Um zu zeigen, mit welchen Mitteln RTL bei Casting und Darstellung der Protagonisten vorgeht, haben Böhmermann und sein Team zwei Schauspieler engagiert und eine Wohnung im Ruhrgebiet angemietet - und die anschließend aussehen lassen wie eine "Assi-Wohnung", wie Böhmermann in seiner gestrigen Sendung die Aktion "#verafake" beschreibt.
Die Kunstfiguren, der 21-jährige Robin und sein 38-jähriger Vater Rene Schulte, bewarben sich anschließend bei RTL. Robin wurde mit schrägen Hobbys ausgestattet - das Sammeln von Schildkrötenfiguren und das Beobachten von Zügen. Das führte zum Erfolg - im Rahmen der neuen Staffel sind die beiden bereits zu sehen gewesen.

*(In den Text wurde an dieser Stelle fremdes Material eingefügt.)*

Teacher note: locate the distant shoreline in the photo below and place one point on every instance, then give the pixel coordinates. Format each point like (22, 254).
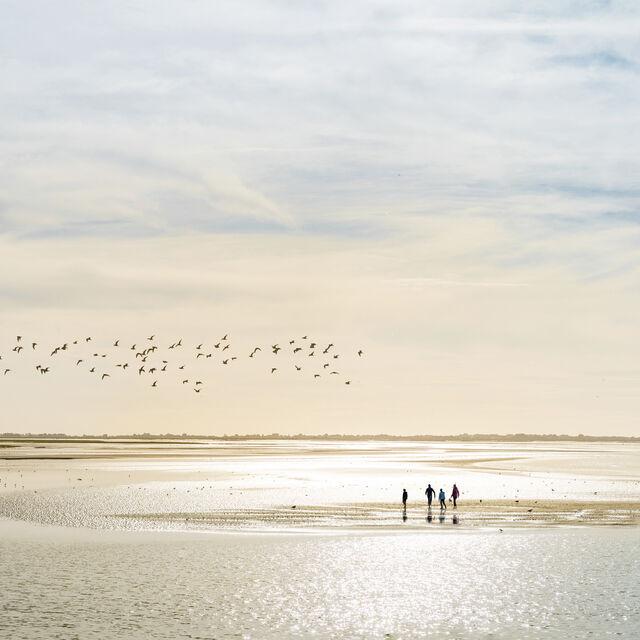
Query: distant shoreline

Geringe Bezahlung, Alkoholkonsum egal, Dokumente unwichtig
Die Besuche der "Schwiegertochter-gesucht"-Redakteurinnen filmte das "Neo Magazin Royale" mit versteckter Kamera - und deckte dabei Folgendes auf: Für 30 Drehtage bot RTL Vater und Sohn lediglich 150 Euro Aufwandsentschädigung an. Trotz der Aussage des "Vaters", täglich acht Flaschen Bier zu trinken, kreuzte die Redakteurin bei der Frage nach regelmäßigem Alkoholkonsum "Nein" an. Zudem störten sich die Mitarbeiter der Sendung nicht daran, dass kein Personalausweis vorgelegt werden konnte - die Ausrede, dass die Unterlagen bei der Ex-Frau lägen, genügte den Redakteuren. Außerdem ließen sie die Kandidaten eine eidesstattliche Versicherung unterschreiben, dass sie nicht geistig beeinträchtigt sind. Ein Vertragsexemplar ließ die Produktionsfirma nicht da - eine Kopie soll RTL erst zwei Wochen nach Ausstrahlung zugesandt haben.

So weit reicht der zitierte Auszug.